5) REGAN V. STATE OF NEW YORK

In Regan v. State of New York, a young college rugby player suffered a broken
neck while practicing as a member of the rugby club and was rendered
quadriplegic. The player filed a lawsuit against the state university alleging inter
alia, negligent supervision of the practice. The court dismissed the claim, finding
that the player had assumed the risk of “those injury-causing events which are
known, apparent, or reasonably foreseeable consequences of their own
participation.”
Volenti Non Fit Injuria:
6) HALLS v. BROOLANDS AUTO RACING
CLUB

The plaintiff was a spectator at a motor care race being held at


Brooklands on a track owned by the defendant’s company.
During the race, there was a collision between two cars, one of
which was thrown among the spectators, thereby injuring the
plaintiff. It was held that the plaintiff impliedly took the risk of
such injury, the danger being inherent in the sport which any
spectator could forsee, hence the defendant was not held liable
Intentional Tort: Civil Assault Case:

7. NABONZY V BARNHILL
• The Plaintiff, a soccer goalie, was kicked in the face by
another player during an amateur soccer match. The Nabozny
case was the first Appellate Court case in Illinois to recognize
the contact sport exception to the general rule that a person is
responsible for his negligent acts or omissions. The court
stated that to allow the plaintiff goalie to sue another player in
negligence under these facts would obviously have a chilling
effect on other players who choose to play soccer, basketball,
hockey, football, softball, etc. The court held that a player
could still be liable in tort if his conduct was either deliberate,
willful, or with a reckless disregard for the safety of others
Recklessness :
8. WOOLDRIDGE V SUMNER

It is an English Court of Appeal judgment dealing with the liability in


negligence of participants in sporting competitions towards spectators. The
Court of Appeal held in this case that sportsmen would only be liable to
spectators if they showed "reckless disregard" for their safety. The plaintiff, Mr
Wooldridge, who was a photographer at a horse race, was injured by the horse
belonging to the defendant, Sumner, which was ridden in a competition by
Sumner's, who was a skilled and experienced horseman. The Court of Appeal
held that Sumner owed no duty of care to Wooldridge in this case. As a
spectator, Wooldridge accepted the risks involved in a horserace he came to
watch. As a reasonable participant in the race, which is a fast and competitive
sport, the horseman was expected to concentrate on the race and not on the
spectator. In the course of a fast moving competition such as this one, he could
be expected to make errors of judgment.

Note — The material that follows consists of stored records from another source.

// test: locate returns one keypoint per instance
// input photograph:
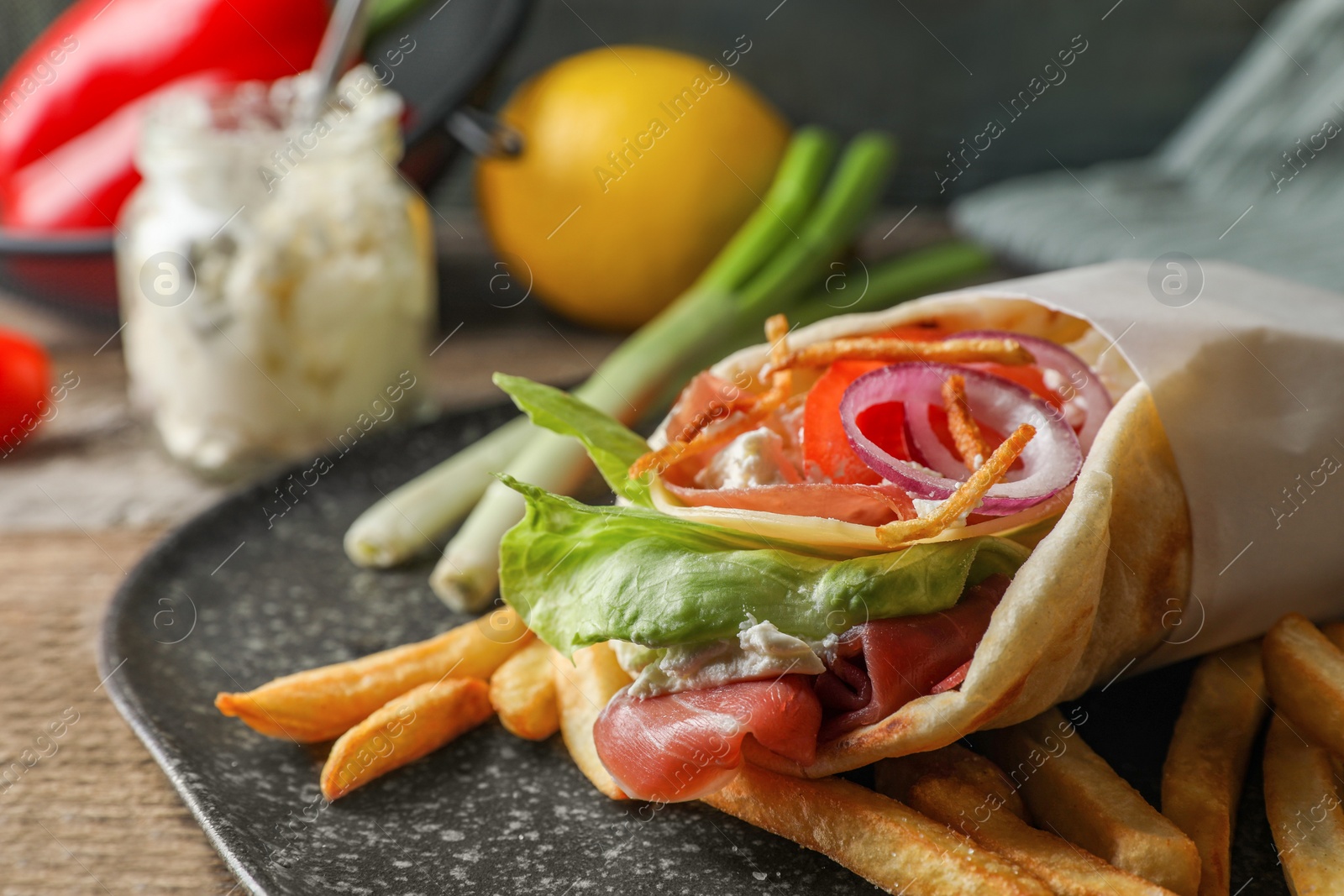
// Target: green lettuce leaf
(611, 443)
(584, 574)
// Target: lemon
(638, 167)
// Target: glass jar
(276, 277)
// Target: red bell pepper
(71, 107)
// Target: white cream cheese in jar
(276, 277)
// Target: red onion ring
(1082, 380)
(925, 446)
(1052, 459)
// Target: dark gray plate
(228, 602)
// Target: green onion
(938, 266)
(409, 520)
(783, 250)
(631, 378)
(405, 523)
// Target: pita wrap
(1095, 593)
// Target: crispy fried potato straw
(895, 349)
(1305, 673)
(407, 728)
(1206, 762)
(523, 692)
(969, 794)
(967, 496)
(1304, 812)
(582, 691)
(1075, 794)
(322, 705)
(965, 432)
(706, 438)
(875, 837)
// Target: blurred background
(155, 351)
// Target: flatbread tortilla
(1100, 590)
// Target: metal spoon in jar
(342, 42)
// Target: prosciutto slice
(885, 664)
(685, 746)
(707, 398)
(862, 504)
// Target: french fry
(582, 691)
(323, 705)
(1206, 762)
(969, 794)
(1304, 812)
(407, 728)
(1073, 792)
(967, 496)
(1305, 674)
(965, 432)
(523, 692)
(875, 837)
(895, 777)
(895, 349)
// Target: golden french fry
(1206, 762)
(969, 794)
(895, 777)
(523, 692)
(407, 728)
(1304, 812)
(875, 837)
(582, 691)
(1305, 674)
(893, 349)
(322, 705)
(1073, 792)
(967, 496)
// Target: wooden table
(87, 499)
(94, 815)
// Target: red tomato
(824, 441)
(24, 374)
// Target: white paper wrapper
(1249, 383)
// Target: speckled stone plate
(244, 594)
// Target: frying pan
(457, 45)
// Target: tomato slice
(826, 448)
(24, 374)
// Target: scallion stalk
(409, 520)
(761, 269)
(940, 266)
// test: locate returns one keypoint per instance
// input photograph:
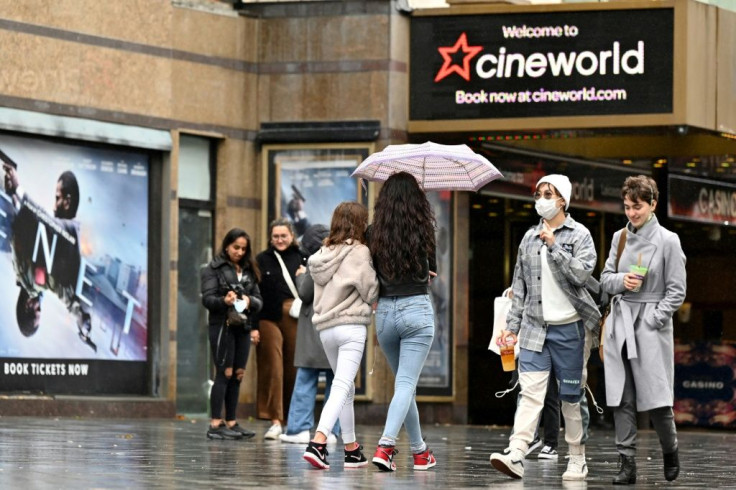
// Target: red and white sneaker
(384, 458)
(425, 460)
(316, 455)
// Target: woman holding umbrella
(402, 244)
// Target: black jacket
(273, 286)
(219, 277)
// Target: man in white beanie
(551, 311)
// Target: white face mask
(547, 208)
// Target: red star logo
(448, 66)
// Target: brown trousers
(276, 371)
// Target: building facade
(188, 118)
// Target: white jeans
(344, 346)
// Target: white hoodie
(345, 285)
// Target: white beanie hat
(561, 183)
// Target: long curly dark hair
(248, 261)
(402, 234)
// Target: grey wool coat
(309, 352)
(643, 320)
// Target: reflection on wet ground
(135, 453)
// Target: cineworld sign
(604, 62)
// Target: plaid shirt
(571, 260)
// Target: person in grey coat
(638, 345)
(309, 355)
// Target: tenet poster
(73, 268)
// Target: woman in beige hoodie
(345, 285)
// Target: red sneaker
(384, 458)
(425, 460)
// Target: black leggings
(230, 348)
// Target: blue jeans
(405, 329)
(301, 410)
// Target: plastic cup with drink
(506, 347)
(640, 272)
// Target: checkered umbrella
(436, 167)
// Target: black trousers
(230, 348)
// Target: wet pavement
(40, 453)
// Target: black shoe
(627, 471)
(355, 458)
(671, 466)
(316, 454)
(247, 434)
(222, 432)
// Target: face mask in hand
(547, 208)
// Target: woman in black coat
(231, 295)
(277, 329)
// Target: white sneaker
(577, 468)
(510, 463)
(274, 432)
(300, 438)
(547, 453)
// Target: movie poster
(435, 379)
(73, 268)
(309, 191)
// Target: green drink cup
(640, 273)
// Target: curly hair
(248, 261)
(640, 187)
(349, 221)
(403, 232)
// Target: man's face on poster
(10, 179)
(61, 202)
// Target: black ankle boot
(627, 471)
(671, 466)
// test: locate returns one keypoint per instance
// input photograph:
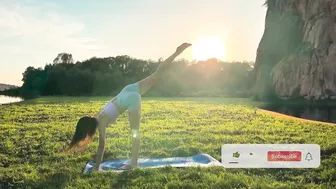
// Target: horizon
(33, 34)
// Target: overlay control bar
(271, 155)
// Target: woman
(128, 99)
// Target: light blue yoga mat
(199, 160)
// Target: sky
(33, 32)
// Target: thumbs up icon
(309, 157)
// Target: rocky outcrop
(296, 57)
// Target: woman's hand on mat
(182, 47)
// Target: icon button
(236, 154)
(309, 156)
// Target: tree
(63, 58)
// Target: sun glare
(208, 47)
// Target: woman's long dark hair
(85, 129)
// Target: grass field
(33, 134)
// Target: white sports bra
(111, 110)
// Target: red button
(284, 156)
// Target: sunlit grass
(33, 134)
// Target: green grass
(33, 134)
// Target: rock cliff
(296, 57)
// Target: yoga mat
(199, 160)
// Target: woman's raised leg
(149, 81)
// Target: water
(7, 99)
(316, 113)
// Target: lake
(311, 112)
(7, 99)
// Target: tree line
(108, 75)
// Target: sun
(209, 47)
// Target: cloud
(32, 27)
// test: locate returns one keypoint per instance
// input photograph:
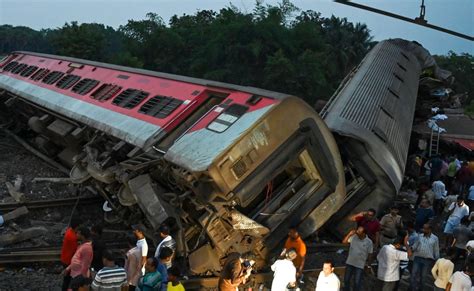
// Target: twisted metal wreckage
(229, 167)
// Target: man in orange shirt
(294, 241)
(69, 248)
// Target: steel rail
(38, 204)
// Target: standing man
(410, 241)
(236, 271)
(165, 257)
(360, 253)
(458, 210)
(82, 259)
(284, 272)
(391, 224)
(442, 270)
(295, 241)
(389, 259)
(425, 251)
(462, 234)
(111, 277)
(132, 263)
(152, 279)
(98, 247)
(327, 280)
(69, 248)
(142, 245)
(370, 223)
(166, 241)
(440, 193)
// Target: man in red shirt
(82, 259)
(370, 223)
(69, 248)
(294, 241)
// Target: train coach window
(160, 106)
(105, 92)
(18, 69)
(227, 118)
(38, 75)
(67, 81)
(52, 77)
(10, 66)
(84, 86)
(28, 71)
(130, 98)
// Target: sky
(457, 15)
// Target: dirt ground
(17, 162)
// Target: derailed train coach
(229, 167)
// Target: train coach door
(295, 179)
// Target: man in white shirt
(389, 259)
(442, 270)
(327, 280)
(460, 281)
(138, 231)
(166, 241)
(360, 254)
(440, 193)
(284, 272)
(459, 210)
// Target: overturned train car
(230, 167)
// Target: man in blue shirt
(163, 259)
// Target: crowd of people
(406, 245)
(441, 195)
(89, 265)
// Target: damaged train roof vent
(160, 106)
(52, 77)
(67, 81)
(28, 71)
(18, 69)
(10, 66)
(130, 98)
(84, 86)
(38, 75)
(105, 92)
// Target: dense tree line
(275, 47)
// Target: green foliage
(275, 47)
(462, 67)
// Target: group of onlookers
(89, 265)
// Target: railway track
(45, 254)
(38, 204)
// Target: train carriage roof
(129, 125)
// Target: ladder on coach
(434, 142)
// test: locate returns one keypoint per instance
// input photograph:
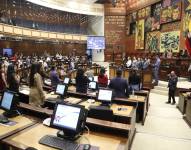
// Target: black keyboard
(58, 143)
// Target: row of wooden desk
(184, 105)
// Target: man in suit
(119, 85)
(172, 82)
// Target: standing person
(119, 85)
(156, 67)
(134, 81)
(81, 81)
(54, 77)
(102, 78)
(36, 95)
(172, 83)
(13, 79)
(3, 82)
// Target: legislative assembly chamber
(95, 74)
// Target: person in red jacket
(102, 78)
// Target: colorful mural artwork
(139, 38)
(171, 13)
(169, 41)
(153, 42)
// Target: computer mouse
(47, 121)
(86, 147)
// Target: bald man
(172, 83)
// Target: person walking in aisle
(172, 83)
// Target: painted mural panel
(171, 13)
(139, 38)
(170, 41)
(153, 42)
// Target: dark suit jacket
(119, 86)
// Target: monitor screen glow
(105, 95)
(66, 80)
(96, 42)
(7, 100)
(60, 89)
(66, 117)
(92, 85)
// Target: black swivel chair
(101, 112)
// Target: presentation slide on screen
(96, 42)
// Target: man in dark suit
(172, 82)
(119, 85)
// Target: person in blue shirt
(156, 67)
(119, 85)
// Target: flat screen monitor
(8, 51)
(66, 80)
(68, 118)
(105, 95)
(61, 89)
(92, 85)
(91, 78)
(96, 42)
(7, 100)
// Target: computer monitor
(70, 119)
(91, 78)
(66, 80)
(105, 95)
(61, 89)
(92, 85)
(8, 103)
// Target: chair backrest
(101, 112)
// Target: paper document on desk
(10, 123)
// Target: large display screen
(66, 117)
(96, 42)
(8, 51)
(6, 101)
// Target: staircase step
(161, 92)
(162, 88)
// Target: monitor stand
(11, 113)
(67, 135)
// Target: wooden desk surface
(135, 98)
(32, 135)
(114, 107)
(22, 122)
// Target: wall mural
(171, 13)
(139, 38)
(170, 41)
(144, 13)
(153, 42)
(153, 23)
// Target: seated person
(54, 77)
(119, 85)
(102, 78)
(134, 81)
(81, 81)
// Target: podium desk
(183, 96)
(22, 122)
(142, 105)
(31, 136)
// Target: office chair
(101, 112)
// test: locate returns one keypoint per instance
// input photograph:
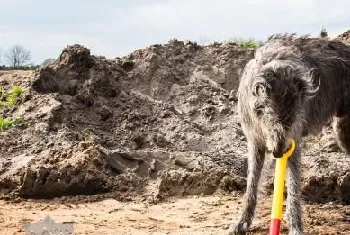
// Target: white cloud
(115, 28)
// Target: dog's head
(275, 94)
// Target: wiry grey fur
(291, 88)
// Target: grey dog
(291, 88)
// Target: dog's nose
(279, 151)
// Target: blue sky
(116, 28)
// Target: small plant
(6, 123)
(88, 136)
(13, 97)
(8, 99)
(323, 33)
(251, 43)
(246, 43)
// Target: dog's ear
(294, 74)
(308, 83)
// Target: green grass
(7, 123)
(246, 43)
(8, 99)
(251, 43)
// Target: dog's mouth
(281, 148)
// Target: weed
(8, 99)
(6, 123)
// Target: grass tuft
(8, 99)
(7, 123)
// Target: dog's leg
(341, 127)
(256, 157)
(294, 216)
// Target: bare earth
(181, 216)
(142, 137)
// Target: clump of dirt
(130, 125)
(345, 37)
(161, 121)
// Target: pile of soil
(159, 122)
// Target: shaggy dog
(292, 88)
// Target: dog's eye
(259, 109)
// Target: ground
(146, 144)
(191, 215)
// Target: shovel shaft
(279, 180)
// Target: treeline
(16, 57)
(26, 67)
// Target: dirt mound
(160, 121)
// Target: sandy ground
(180, 216)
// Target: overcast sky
(117, 27)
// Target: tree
(17, 56)
(47, 62)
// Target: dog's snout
(280, 149)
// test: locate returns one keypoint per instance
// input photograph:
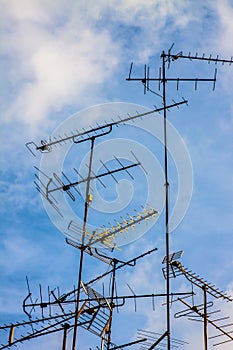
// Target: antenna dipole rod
(163, 56)
(111, 303)
(86, 207)
(202, 58)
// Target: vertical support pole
(111, 303)
(83, 247)
(205, 317)
(66, 326)
(102, 343)
(166, 200)
(11, 334)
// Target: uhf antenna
(78, 136)
(162, 79)
(178, 269)
(107, 236)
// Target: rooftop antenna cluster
(85, 306)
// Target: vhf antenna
(77, 136)
(57, 183)
(163, 79)
(177, 269)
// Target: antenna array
(83, 306)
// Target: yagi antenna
(56, 183)
(107, 236)
(177, 269)
(78, 137)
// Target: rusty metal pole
(205, 317)
(166, 199)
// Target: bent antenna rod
(74, 137)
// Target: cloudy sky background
(61, 57)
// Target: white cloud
(59, 54)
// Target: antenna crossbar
(46, 145)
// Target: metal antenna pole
(112, 302)
(87, 202)
(163, 56)
(205, 317)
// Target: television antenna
(163, 79)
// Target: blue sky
(60, 59)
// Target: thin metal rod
(166, 199)
(201, 58)
(87, 202)
(64, 338)
(205, 317)
(100, 127)
(129, 344)
(67, 187)
(111, 303)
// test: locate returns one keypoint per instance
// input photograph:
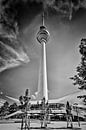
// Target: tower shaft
(44, 72)
(43, 37)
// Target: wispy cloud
(12, 53)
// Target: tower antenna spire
(43, 18)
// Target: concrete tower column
(42, 38)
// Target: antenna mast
(43, 18)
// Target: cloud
(12, 53)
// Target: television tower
(42, 38)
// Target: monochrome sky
(62, 53)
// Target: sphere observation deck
(43, 35)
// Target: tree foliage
(80, 77)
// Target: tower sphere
(43, 35)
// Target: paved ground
(34, 126)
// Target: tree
(80, 77)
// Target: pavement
(36, 125)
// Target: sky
(62, 53)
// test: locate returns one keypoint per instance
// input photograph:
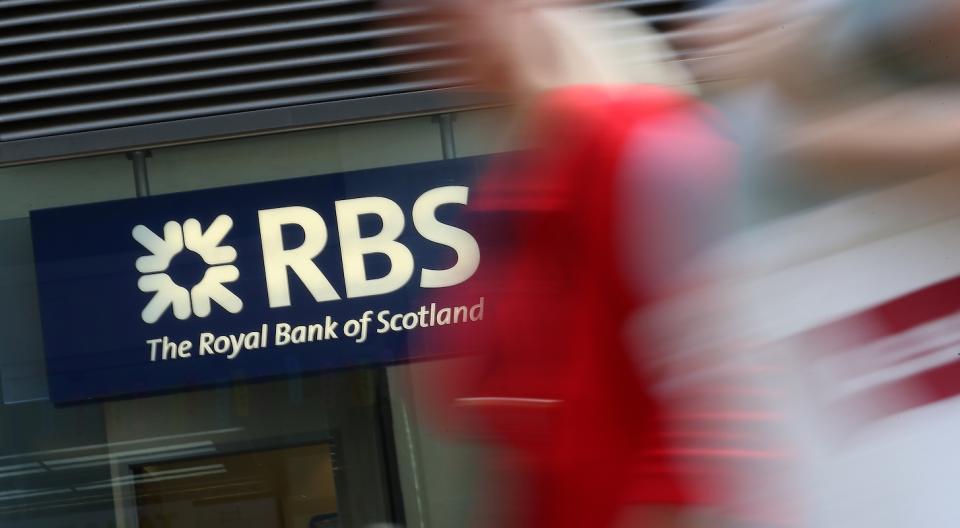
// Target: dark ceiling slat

As long as the damage was not caused
recklessly or deliberately, the participant in a race could not be held liable for
the spectators injuries because he was not negligent, i.e. not in breach of his
duty
CONCLUSION
As demonstrated by the previously discussed cases, the application of the law

is not a mechanical approach. The outcome of each case is dependent on its

own unique facts. As such, there is no brightline rule or specific course of

conduct that the law prescribes to avoid liability completely. As in all

negligence claims, in a claim against a medical provider or responsible

person involving a sport-related injury, the defendant will be evaluated under

the “reasonable person” standard. Thus, in order to avoid liability, she must

act as a reasonable medical provider, trainer, coach, or other professional

would under the same or similar circumstances.